緊張した面もちのロイに対して、ヒューズは極力軽い口調で言う。
「まあ、気にする事もないんじゃねえの?」
「ああ、そうだな。例え三人居ようが俺達に何かできるとは思えんしな」
「いや、そういう意味じゃなくてよ……」
「? どういう意味なんだ」
ヒューズは自分達の後をつけてくる人物達が何者なのか、とっくに気づいている。そして、その目的も大方予想は付いている。そして、それは当然ロイも同様だと思っていたのだが。
「しかし……こう、頻繁だと一体何がしたいのか、何が目的なのか気になるな……」
――気づいていなかった。
本気で言っているのかと疑いながらもヒューズはロイの発言にどうしても気になる部分があったので、突っ込んで聞いてみた。
「頻繁?」
「ああ。俺が外出する度に、だ。ああやって二、三人でついて来るんだ。……何がしたいんだろうな、彼女達は?」
ヒューズ達をつけている者達――それは士官学校からほど近い場所に在る女学院の生徒達である。実は士官学校よりも歴史が古く、この辺りでは一番の名門であり、通う生徒は裕福な家庭のお嬢様が多い。名門の証であるその清楚な制服と、そして美人が多いということで飢えた年頃の野郎が集う士官学校生に絶大な人気があるのだ。おそらく彼らの大半は彼女達とお友達になりたいと思っているだろう。
「敵意も害意も殺気も感じられないから放っておいてるんだけどな」
不可解だと真剣な顔で言うロイに、そりゃそうだろうよ。とヒューズは胸の内でつっこむ。というか、本気で言っているとしたら、ロイの鈍さも相当なものだ。そこまで感じ取っておきながらどうしてそれが彼女たちのロイに対する好意だと気づかないのだろうか、この超絶鈍感錬金術馬鹿は。
事実、ときおり後ろの彼女達からは、ロイ様っだの、今日も素敵っ、だの、ご学友の方も素敵ねっだの(これは正直嬉しい)きゃっきゃっ、と盛り上がっている声が漏れ聞こえてくるのである。
「まあ、彼女達の事はどうでもいい。それよりも今日はもっと大事な事があるんだ。だからお前につき合って貰っているんだからな」
彼女達とお友達になりたいと願う野郎共が聞いたら、血の涙を流して首を絞められそうな事を言いながら、ロイは悩む顔をする。
「ああ、前言ってた錬金術の師匠のお嬢さんへのプレゼント…か?」
「そうだ。……何が良いと思う?」
士官学校の難解な戦術理論のテストをよりも、ロイにとってはこちらの方がよっぽどの難問のようだ。
「う~ん、俺だってその年頃の子の好みなんて詳しくねえよ」
ロイよりも女性に対して造形が深いという自信はあったが、ヒューズだって妹みたいな年頃の女の子の喜びそうなもの…と言われると弱る。年上ならばいくらでも思いつくのだが。

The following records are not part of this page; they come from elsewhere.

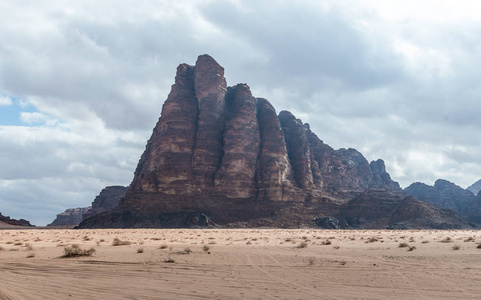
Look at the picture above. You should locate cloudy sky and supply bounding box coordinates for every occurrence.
[0,0,481,225]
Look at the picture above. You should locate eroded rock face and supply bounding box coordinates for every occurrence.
[82,185,128,220]
[47,206,91,226]
[78,55,400,226]
[403,179,481,225]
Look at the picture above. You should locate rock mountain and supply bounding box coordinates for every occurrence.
[403,179,481,225]
[80,55,464,228]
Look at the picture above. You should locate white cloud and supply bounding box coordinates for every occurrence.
[0,0,481,224]
[0,96,13,106]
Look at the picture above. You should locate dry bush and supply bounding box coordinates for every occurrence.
[439,236,453,243]
[112,238,132,246]
[177,247,192,254]
[62,244,95,257]
[296,242,308,248]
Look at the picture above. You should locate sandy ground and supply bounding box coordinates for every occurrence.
[0,229,481,299]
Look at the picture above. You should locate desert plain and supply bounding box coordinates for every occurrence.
[0,224,481,299]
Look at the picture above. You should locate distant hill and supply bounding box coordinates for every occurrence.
[403,179,481,225]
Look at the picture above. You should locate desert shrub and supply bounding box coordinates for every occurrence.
[296,242,308,248]
[112,238,132,246]
[164,256,175,263]
[62,244,95,257]
[439,236,453,243]
[179,247,192,254]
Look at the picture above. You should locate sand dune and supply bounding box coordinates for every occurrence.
[0,229,481,299]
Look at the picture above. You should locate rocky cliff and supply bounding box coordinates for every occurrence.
[0,213,33,227]
[47,206,91,226]
[403,179,481,225]
[466,179,481,195]
[81,55,424,227]
[82,185,127,220]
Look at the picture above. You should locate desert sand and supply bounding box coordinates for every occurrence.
[0,229,481,299]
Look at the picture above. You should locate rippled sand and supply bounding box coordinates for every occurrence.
[0,229,481,299]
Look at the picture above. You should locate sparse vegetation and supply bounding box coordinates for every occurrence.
[296,242,308,248]
[62,244,95,258]
[439,236,453,243]
[112,238,132,246]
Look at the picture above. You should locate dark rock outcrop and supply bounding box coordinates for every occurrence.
[0,213,34,227]
[47,206,91,226]
[403,179,481,225]
[82,185,128,220]
[80,55,412,227]
[338,189,470,229]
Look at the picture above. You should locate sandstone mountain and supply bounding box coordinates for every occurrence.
[82,185,127,220]
[47,186,127,226]
[47,206,91,226]
[403,179,481,225]
[80,55,464,228]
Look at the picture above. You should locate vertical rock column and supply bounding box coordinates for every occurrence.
[130,64,198,194]
[279,111,314,189]
[257,98,295,200]
[215,84,260,198]
[192,55,227,185]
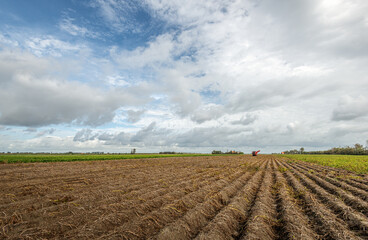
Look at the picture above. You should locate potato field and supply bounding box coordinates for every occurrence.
[0,155,368,240]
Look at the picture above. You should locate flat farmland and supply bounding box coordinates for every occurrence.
[0,155,368,239]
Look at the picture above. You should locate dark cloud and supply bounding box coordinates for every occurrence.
[0,52,149,127]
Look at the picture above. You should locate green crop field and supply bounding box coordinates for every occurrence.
[282,154,368,174]
[0,154,213,163]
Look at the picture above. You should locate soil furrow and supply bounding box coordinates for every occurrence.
[289,164,368,216]
[294,163,368,201]
[236,160,277,240]
[282,160,360,240]
[195,159,268,240]
[154,161,266,240]
[87,163,260,239]
[284,161,368,238]
[274,158,321,240]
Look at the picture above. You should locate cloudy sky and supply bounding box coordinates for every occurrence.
[0,0,368,152]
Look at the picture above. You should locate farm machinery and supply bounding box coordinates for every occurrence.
[252,150,261,156]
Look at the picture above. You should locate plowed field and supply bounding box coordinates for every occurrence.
[0,155,368,240]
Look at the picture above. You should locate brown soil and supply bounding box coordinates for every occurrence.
[0,155,368,240]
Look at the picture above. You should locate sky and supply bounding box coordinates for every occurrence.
[0,0,368,153]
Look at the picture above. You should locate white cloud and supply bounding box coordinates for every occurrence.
[332,95,368,121]
[59,17,99,38]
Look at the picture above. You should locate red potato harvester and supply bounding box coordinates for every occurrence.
[252,150,261,156]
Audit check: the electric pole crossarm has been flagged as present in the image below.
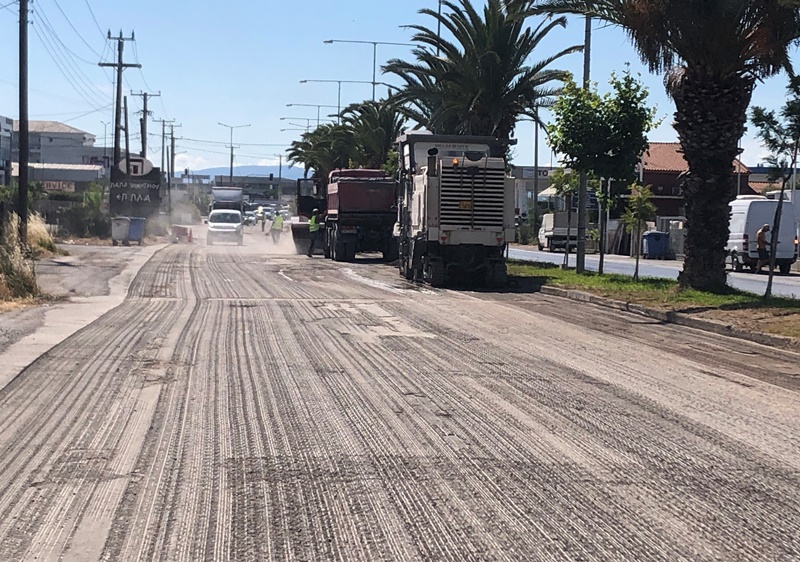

「俺が考えると、本とか、ペンとかおもしろくないものばかりになってしまうんだ…。頼む。お前だけが頼りなんだ」
「んなこと言ってもよお……やっぱ女の子の事は女の子に聞くのが一番じゃね?」
「そうか……」
そうやって、大の男二人で頭を悩ましていた時の事だった。
「あのっ……!」
既に注意を払っていなかったのでまったく気づいていなかったのだが。ヒューズ達についてきていた女学院の生徒達の一人がいつの間にか自分達のすぐ後ろに接近していたのだ。彼女は愛らしい顔を赤く染めて、決死の形相でロイを見つめている。
「あの……ロイ様!」
その手に持っているのは可愛らしいピンク色の封筒にお決まりのハートマークの封印。
自分は離れていた方がいいだろうか、とヒューズは迷った。
「ああ、君。すまないが、ちょっと聞いてもいいだろうか?」
ところが状況を理解していないのかロイはそんな事を言いだした。本当に、ちょうど良かったみたいな顔している。まさかな、とヒューズは嫌な予感がした。
「は、はい!」
想い人に話しかけられて、女性徒は嬉しげに口元を綻ばせている。
「君と同じくらい…いや、一つ下くらいかな。そんな女の子が貰ったら喜ぶプレゼントって何かな? 教えて貰えると助かるのだけど」
この馬鹿……とヒューズは思ったが、時は既に遅し。
女性徒の表情は凍り付き、石の様に固まっている。
「俺にとってとても大切な女の子へのプレゼントなんだ」
重い空気になど気づきもせずにロイがとどめにそんな事を言った。
「……そ、れ、は…可愛い小物なんかよろしいんじゃありませんかしら……う、ううっ…ロイ様の馬鹿!!」
わあああん! と泣きながら女性徒は仲間の元へと走り去って行った。それをロイは唖然と見送って。
「……俺、何か悪い事言ったか?」
「お前……ひでー奴だな……」
おもいきって告白に来たら好きな男に別の女へのプレゼントを何がいいか聞かれるなんてどんなトラウマだ。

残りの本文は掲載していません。